Repo github.com/FoxRav/doclayout-ai
Quick intro README-Dummies.md
Setup docs/SETUP.md
Known issues & lessons docs/ERRORS.md
Languages Primarily Finnish; also Swedish, English and other PaddleOCR languages
Tests pytest tests/ — unit + regression

What the tool does

doclayout-ai converts images and PDF files into two main outputs:

  • structured Markdown
  • rebuilt structural PDF

The tool does not copy the entire scan as a PDF background image. It detects document structure, text blocks, photos, headings, reading order and layout, then reconstructs the output.

image or PDF
    → hybrid parser: PaddleOCR-VL + PP-StructureV3
    → PageModel / layout model
    → final text cleanup
    → markdown + structural PDF
    → quality report

Principles

Rule Implementation
Text regions rendered as PDF text Headings, meta, body, caption — no raster crops for text
Photos only as image crops Main photo / photo block — no text regions as raster
Markdown from PageModel Not directly from raw OCR; final-text cleanup before output
No facsimile by default Facsimile only with --emit-facsimileocr/<name>_facsimile.pdf
Quality control Quality gate: PASS / PASS_WITH_WARNINGS / FAIL

Output files

Main output directory (same as input)

File When Content
<name>.md Always Primary markdown — UTF-8 BOM, structured text from PageModel
<name>_structural.pdf Default (--pdf-mode structural) Rebuilt page: typography and layout
<name>_photo.jpg When StructureV3 finds an image block Cropped photo
<name>_clean.pdf Only --emit-clean Reflowed text PDF
<name>_vl.md Hybrid/best VL raw markdown (comparison)
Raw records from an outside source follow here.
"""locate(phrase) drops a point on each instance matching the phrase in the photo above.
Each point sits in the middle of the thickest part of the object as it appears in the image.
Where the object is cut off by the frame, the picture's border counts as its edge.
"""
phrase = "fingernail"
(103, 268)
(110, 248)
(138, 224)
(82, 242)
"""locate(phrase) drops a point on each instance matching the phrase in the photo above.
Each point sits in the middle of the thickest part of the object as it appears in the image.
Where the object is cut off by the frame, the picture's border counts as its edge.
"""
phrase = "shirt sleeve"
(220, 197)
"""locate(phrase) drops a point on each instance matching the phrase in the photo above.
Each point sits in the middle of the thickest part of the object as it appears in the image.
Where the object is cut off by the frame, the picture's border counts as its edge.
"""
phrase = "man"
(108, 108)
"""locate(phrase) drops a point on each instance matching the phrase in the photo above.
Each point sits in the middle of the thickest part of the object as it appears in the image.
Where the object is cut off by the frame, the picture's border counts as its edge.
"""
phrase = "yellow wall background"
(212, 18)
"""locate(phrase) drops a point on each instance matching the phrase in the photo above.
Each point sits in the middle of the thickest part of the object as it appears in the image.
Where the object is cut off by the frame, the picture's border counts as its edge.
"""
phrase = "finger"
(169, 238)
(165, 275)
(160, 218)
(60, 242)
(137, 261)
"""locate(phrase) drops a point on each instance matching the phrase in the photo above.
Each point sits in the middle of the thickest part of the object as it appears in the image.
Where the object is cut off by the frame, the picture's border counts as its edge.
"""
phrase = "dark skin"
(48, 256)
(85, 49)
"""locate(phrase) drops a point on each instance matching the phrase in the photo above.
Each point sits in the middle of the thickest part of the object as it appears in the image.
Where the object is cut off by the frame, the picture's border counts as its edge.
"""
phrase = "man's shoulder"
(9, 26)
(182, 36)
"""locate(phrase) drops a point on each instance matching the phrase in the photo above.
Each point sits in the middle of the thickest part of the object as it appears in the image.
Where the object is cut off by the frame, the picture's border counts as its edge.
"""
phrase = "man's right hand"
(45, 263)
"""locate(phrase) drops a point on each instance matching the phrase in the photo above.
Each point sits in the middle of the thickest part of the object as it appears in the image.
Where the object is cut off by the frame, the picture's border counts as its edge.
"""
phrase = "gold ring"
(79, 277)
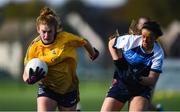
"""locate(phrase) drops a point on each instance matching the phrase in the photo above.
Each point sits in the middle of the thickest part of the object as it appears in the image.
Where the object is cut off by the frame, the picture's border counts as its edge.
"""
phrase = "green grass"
(19, 96)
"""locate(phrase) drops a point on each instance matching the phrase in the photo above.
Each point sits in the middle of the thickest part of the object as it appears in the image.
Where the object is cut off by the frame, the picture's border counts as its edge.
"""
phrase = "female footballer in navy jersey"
(138, 68)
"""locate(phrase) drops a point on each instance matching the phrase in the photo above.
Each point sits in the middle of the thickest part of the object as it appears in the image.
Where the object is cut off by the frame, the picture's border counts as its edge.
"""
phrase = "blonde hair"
(48, 17)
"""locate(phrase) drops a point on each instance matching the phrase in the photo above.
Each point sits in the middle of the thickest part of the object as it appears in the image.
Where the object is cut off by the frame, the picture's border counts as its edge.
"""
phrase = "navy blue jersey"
(139, 62)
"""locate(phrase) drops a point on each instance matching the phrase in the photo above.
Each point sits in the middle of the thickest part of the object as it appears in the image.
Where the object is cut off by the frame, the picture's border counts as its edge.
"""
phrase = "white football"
(34, 63)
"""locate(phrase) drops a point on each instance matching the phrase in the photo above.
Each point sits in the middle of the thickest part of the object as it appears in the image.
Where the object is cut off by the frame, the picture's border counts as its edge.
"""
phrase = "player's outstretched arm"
(114, 53)
(93, 52)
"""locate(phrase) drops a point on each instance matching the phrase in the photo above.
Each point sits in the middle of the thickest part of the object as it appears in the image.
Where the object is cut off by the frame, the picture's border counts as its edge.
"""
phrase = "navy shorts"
(66, 100)
(123, 93)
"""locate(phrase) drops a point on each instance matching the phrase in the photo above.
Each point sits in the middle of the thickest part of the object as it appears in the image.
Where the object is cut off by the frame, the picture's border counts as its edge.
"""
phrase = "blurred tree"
(163, 11)
(24, 10)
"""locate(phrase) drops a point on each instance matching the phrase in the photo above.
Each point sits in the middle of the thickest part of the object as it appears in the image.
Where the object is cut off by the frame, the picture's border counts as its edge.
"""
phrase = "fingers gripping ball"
(36, 69)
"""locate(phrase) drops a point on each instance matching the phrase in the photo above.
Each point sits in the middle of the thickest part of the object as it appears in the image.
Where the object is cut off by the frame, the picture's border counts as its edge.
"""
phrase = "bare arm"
(91, 50)
(114, 53)
(150, 80)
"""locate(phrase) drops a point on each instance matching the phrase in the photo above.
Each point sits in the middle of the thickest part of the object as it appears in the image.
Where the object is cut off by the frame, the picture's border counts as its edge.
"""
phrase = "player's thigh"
(111, 104)
(46, 104)
(138, 103)
(73, 108)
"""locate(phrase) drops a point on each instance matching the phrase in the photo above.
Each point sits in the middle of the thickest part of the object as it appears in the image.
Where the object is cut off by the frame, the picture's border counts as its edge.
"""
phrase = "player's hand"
(115, 35)
(35, 76)
(93, 57)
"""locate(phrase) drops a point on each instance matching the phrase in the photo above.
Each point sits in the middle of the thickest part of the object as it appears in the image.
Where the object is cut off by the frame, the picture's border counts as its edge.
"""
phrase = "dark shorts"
(123, 93)
(66, 100)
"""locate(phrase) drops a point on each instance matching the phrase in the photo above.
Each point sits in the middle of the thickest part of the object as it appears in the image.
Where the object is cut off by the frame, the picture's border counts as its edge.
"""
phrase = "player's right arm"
(114, 52)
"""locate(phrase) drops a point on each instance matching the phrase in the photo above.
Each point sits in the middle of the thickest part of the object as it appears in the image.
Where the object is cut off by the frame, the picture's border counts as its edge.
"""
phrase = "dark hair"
(154, 27)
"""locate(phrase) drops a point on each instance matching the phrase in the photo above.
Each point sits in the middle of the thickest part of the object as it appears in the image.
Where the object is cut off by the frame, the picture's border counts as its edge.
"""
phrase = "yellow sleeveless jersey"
(61, 58)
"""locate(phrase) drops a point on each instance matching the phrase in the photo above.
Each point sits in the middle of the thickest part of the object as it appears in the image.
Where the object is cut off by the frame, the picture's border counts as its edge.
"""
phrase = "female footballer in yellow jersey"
(59, 88)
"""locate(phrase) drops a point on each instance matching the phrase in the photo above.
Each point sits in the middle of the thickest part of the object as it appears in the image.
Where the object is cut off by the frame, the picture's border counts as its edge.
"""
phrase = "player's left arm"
(150, 80)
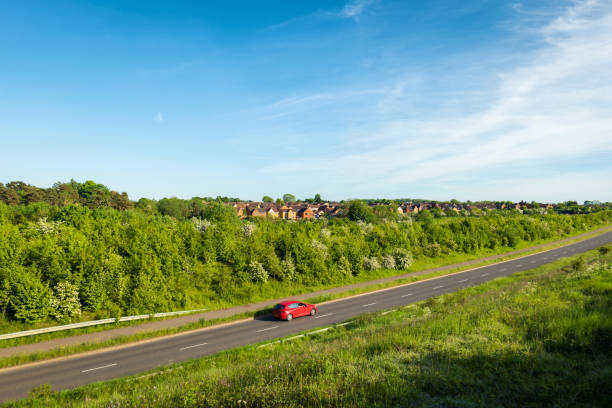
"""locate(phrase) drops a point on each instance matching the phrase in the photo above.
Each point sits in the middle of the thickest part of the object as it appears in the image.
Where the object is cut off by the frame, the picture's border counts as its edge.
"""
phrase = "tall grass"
(539, 338)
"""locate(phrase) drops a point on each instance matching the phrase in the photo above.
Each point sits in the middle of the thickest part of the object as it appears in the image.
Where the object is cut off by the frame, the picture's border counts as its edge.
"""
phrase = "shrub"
(344, 266)
(432, 250)
(288, 269)
(325, 233)
(388, 262)
(201, 224)
(30, 299)
(257, 272)
(65, 302)
(403, 258)
(320, 247)
(248, 229)
(371, 264)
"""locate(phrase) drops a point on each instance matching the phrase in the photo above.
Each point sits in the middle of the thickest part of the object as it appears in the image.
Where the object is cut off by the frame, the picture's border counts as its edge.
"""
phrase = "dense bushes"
(129, 262)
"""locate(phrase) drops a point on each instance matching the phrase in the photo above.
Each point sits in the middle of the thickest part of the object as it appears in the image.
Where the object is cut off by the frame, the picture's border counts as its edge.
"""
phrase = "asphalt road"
(83, 369)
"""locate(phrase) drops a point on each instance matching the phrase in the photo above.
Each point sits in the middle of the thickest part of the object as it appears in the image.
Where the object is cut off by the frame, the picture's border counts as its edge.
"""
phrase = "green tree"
(30, 299)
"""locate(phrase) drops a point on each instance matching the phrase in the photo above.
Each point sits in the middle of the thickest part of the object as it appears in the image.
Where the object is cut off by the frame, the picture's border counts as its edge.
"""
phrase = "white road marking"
(294, 337)
(195, 345)
(269, 328)
(99, 368)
Not written to repo root: *_test.pdf, *_facsimile*.pdf (facsimile → ocr/).

ocr/ directory (QA & debug)

File Content
<name>_vl_res.json PaddleOCR-VL raw output
<name>_structurev3_res.json PP-StructureV3 raw output (hybrid/best)
<name>_res.json StructureV3 (only --engine structurev3)
<name>_hybrid_res.json Combined hybrid result
<name>_compare_report.json VL vs StructureV3 differences (best)
<name>_layout_debug.jpg Bbox visualization from source
<name>_page_model.json PageModel debug
<name>_structural_report.json Render report
<name>_style_debug.json Typography and font roles
<name>_visual_metrics.json Layout metrics (gap, whitespace, fonts)
<name>_source_alignment_metrics.json Source vs rendered ratios
<name>_content_audit.json Content audit
<name>_quality_report.json Quality gate checks
<name>_search_text.txt Searchable text layer (debug)
<name>_facsimile.pdf Only --emit-facsimile
<name>_ocr_overlay_debug.pdf Only --debug-pdf

Raw OCR JSON is not written directly to the final .md.

Final text cleanup

Module src/kuvien_parsinta/text/final_text_cleanup.pyfinal markdown + PDF text only, not raw OCR:

  • Remove Unicode replacement / control characters
  • Soft hyphens and line-break hyphenation
  • Literal fixes for known OCR errors

Quality gate

After each run, the CLI prints:

Result Meaning
QUALITY: PASS Content, layout, typography, cleanup and visual metrics OK
QUALITY: PASS_WITH_WARNINGS Content intact; visual polish still needs tuning
QUALITY: FAIL Missing content, text crop, hard layout error or font size below threshold

Checks: content audit, layout zones, visual metrics, text cleanup, crop policy.

Details: docs/ERRORS.md.


Usage example

kuvien-parsinta parse parsittavat\example\document.jpg --engine hybrid --quality max

Output:

document.md
document_structural.pdf
ocr/document_quality_report.json

Quick start

git clone https://github.com/FoxRav/doclayout-ai.git
cd doclayout-ai
powershell -ExecutionPolicy Bypass -File scripts\setup.ps1

.\scripts\activate.ps1
pip install -e ".[dev,pdf]"

kuvien-parsinta parse parsittavat\example\document.jpg
pytest tests/ -q

Input: parsittavat/ — local input directory (not committed to Git; only .gitkeep in the repo).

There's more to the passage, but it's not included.